[systemd-devel] prevent unmount of single partitions on shutdown

Tom Gundersen teg at jklm.no
Wed Aug 21 03:03:34 PDT 2013


On Wed, Aug 21, 2013 at 5:56 PM, Colin Guthrie <gmane at colin.guthr.ie> wrote:
> 'Twas brillig, and Zbigniew Jędrzejewski-Szmek at 21/08/13 04:38 did
> gyre and gimble:
>> On Wed, Aug 21, 2013 at 05:21:59AM +0200, Stephan Raue wrote:
>>> Hi,
>>>
>>> i try to port systemd on a own embedded OS which is stored in a
>>> squashfs file. This file is on a fat partition (later mounted as
>>> /flash) on the drive.
>>>
>>> In our own initramfs (which dont uses systemd) /flash will be
>>> mounted and then the Squashfs file as /sysroot. later we do a
>>> switch_root and start systemd. On shutdown systemd trys now (5
>>> times) to unmount /flash and times out later with a error message.
>>> This delays the shutdown/reboot much. Systemd also trys to cleanup
>>> /dev/loop0. I need to prevent systemd to unmount /flash and clean
>>> /dev/loop0 (which is the / mount from the squashfs file).
>>>
>>> can i actually prevent this in some way and if nout could i request
>>> a feature to add a mount option which if avaible prevents systemd
>>> from unmounting single partitions and cleanup /dev/loopX if its
>>> still mounted as / ? I need this as mount option or a systemd unit
>>> file but for fstab based systems it would be usefull as a fstab
>>> option too (we dont use fstab)
>> I don't think it's possible currently with fstab.
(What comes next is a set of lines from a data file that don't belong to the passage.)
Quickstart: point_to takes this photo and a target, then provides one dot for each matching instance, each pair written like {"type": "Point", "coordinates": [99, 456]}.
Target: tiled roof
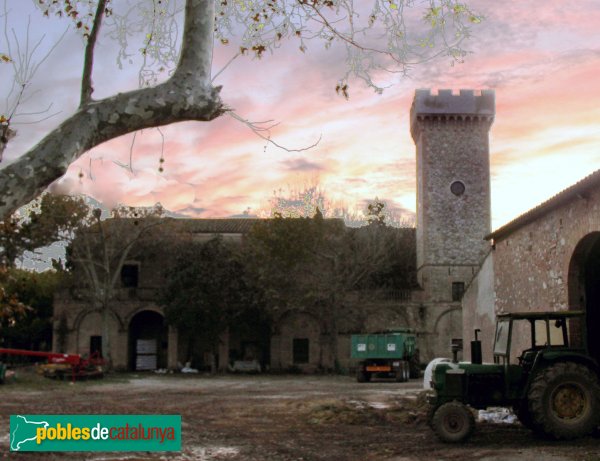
{"type": "Point", "coordinates": [577, 190]}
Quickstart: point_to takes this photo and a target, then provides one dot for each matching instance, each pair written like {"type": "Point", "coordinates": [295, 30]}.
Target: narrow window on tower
{"type": "Point", "coordinates": [458, 290]}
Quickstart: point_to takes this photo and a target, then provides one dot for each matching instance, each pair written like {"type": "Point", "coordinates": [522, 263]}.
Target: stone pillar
{"type": "Point", "coordinates": [173, 342]}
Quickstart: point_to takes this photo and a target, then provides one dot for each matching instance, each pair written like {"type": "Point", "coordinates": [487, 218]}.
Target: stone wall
{"type": "Point", "coordinates": [534, 262]}
{"type": "Point", "coordinates": [478, 310]}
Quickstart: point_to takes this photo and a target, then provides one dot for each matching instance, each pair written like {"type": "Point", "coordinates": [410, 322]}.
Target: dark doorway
{"type": "Point", "coordinates": [96, 345]}
{"type": "Point", "coordinates": [584, 287]}
{"type": "Point", "coordinates": [300, 350]}
{"type": "Point", "coordinates": [148, 341]}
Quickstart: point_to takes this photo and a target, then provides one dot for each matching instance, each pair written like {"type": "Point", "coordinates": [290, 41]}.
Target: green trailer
{"type": "Point", "coordinates": [391, 354]}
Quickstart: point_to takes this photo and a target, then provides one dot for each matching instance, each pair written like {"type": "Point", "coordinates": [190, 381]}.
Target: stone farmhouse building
{"type": "Point", "coordinates": [450, 131]}
{"type": "Point", "coordinates": [546, 259]}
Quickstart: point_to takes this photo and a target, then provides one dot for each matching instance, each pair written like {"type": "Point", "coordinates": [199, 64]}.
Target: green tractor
{"type": "Point", "coordinates": [553, 388]}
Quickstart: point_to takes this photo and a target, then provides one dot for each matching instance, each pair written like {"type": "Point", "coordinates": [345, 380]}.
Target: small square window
{"type": "Point", "coordinates": [129, 275]}
{"type": "Point", "coordinates": [458, 290]}
{"type": "Point", "coordinates": [300, 350]}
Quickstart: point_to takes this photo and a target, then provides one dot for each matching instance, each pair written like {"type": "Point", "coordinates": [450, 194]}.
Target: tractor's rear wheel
{"type": "Point", "coordinates": [524, 416]}
{"type": "Point", "coordinates": [453, 422]}
{"type": "Point", "coordinates": [564, 401]}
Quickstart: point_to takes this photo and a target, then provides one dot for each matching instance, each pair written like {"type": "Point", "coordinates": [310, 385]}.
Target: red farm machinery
{"type": "Point", "coordinates": [59, 365]}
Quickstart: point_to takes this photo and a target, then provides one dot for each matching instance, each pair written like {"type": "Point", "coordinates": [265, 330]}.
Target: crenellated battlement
{"type": "Point", "coordinates": [447, 105]}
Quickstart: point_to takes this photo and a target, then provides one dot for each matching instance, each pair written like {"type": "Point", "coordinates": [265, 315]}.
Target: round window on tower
{"type": "Point", "coordinates": [457, 188]}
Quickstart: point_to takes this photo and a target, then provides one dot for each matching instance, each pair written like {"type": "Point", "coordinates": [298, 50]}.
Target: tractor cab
{"type": "Point", "coordinates": [540, 370]}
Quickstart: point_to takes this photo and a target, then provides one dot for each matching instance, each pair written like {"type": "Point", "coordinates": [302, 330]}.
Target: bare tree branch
{"type": "Point", "coordinates": [86, 82]}
{"type": "Point", "coordinates": [187, 95]}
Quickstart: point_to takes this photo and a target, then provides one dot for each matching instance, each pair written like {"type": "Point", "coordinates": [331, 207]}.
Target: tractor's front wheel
{"type": "Point", "coordinates": [453, 422]}
{"type": "Point", "coordinates": [563, 401]}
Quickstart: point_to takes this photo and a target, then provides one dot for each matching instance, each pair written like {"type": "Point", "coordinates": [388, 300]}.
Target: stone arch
{"type": "Point", "coordinates": [147, 340]}
{"type": "Point", "coordinates": [299, 337]}
{"type": "Point", "coordinates": [88, 326]}
{"type": "Point", "coordinates": [137, 310]}
{"type": "Point", "coordinates": [584, 289]}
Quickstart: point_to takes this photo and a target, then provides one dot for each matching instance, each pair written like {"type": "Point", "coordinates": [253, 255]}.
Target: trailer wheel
{"type": "Point", "coordinates": [362, 376]}
{"type": "Point", "coordinates": [415, 369]}
{"type": "Point", "coordinates": [401, 373]}
{"type": "Point", "coordinates": [453, 422]}
{"type": "Point", "coordinates": [563, 400]}
{"type": "Point", "coordinates": [406, 371]}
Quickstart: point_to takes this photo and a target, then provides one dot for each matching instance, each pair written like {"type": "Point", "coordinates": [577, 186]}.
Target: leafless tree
{"type": "Point", "coordinates": [176, 81]}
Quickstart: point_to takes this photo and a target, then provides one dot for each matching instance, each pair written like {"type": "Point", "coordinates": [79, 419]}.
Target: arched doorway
{"type": "Point", "coordinates": [584, 287]}
{"type": "Point", "coordinates": [148, 341]}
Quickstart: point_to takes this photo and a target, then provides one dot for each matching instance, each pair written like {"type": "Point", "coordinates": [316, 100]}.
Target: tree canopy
{"type": "Point", "coordinates": [176, 77]}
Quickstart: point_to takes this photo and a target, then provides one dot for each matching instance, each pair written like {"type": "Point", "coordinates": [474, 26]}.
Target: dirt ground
{"type": "Point", "coordinates": [263, 418]}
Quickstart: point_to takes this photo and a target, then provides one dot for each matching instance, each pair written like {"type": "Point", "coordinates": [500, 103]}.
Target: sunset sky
{"type": "Point", "coordinates": [541, 58]}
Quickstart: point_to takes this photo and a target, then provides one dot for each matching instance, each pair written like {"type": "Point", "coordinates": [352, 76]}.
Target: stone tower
{"type": "Point", "coordinates": [450, 132]}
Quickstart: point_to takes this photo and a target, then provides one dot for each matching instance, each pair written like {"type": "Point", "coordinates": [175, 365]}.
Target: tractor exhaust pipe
{"type": "Point", "coordinates": [476, 357]}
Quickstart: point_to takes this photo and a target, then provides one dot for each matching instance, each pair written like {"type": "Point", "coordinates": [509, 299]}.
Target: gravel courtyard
{"type": "Point", "coordinates": [262, 418]}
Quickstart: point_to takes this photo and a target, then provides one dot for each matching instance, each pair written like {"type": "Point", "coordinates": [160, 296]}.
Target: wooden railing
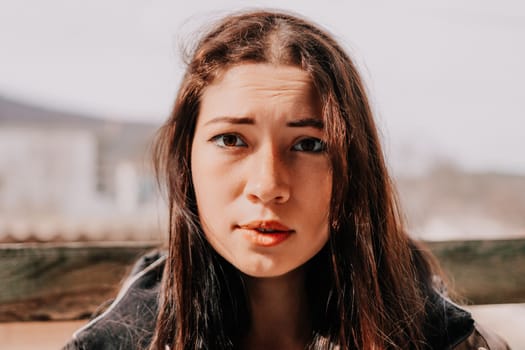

But with
>> a mount unit, I think
>>   DefaultDependencies=no
>>   RequiredBy=-.mount
>> should work. Have you tried something like that?
>
> Hmm, I thought the umount logic was such that it just tries to unmount
> everything from/proc/mounts rather than looking at units etc.
>
> I asked a similar question a while back and we figured at the time that
> adding a mount option might be a solution as there is already a fstab
> option to indicate a given filesystem should be mounted in the initrd,
> and it would make sense to honor that during shutdown (by not trying to
> umount it), but the problem was the umount loop doesn't read fstab or
> any mount options to check...

I have also been thinking of this problem recently. I have some
patches to not add a conflict with umount.target when a mount is
marked with x-initrd.mount, but as you point out we need to do
something to also cover the final umount loop. One option is to simply
jump to the shutdown ramfs straight away if it exists and let that do
all the final unmounting/killing, which should always work.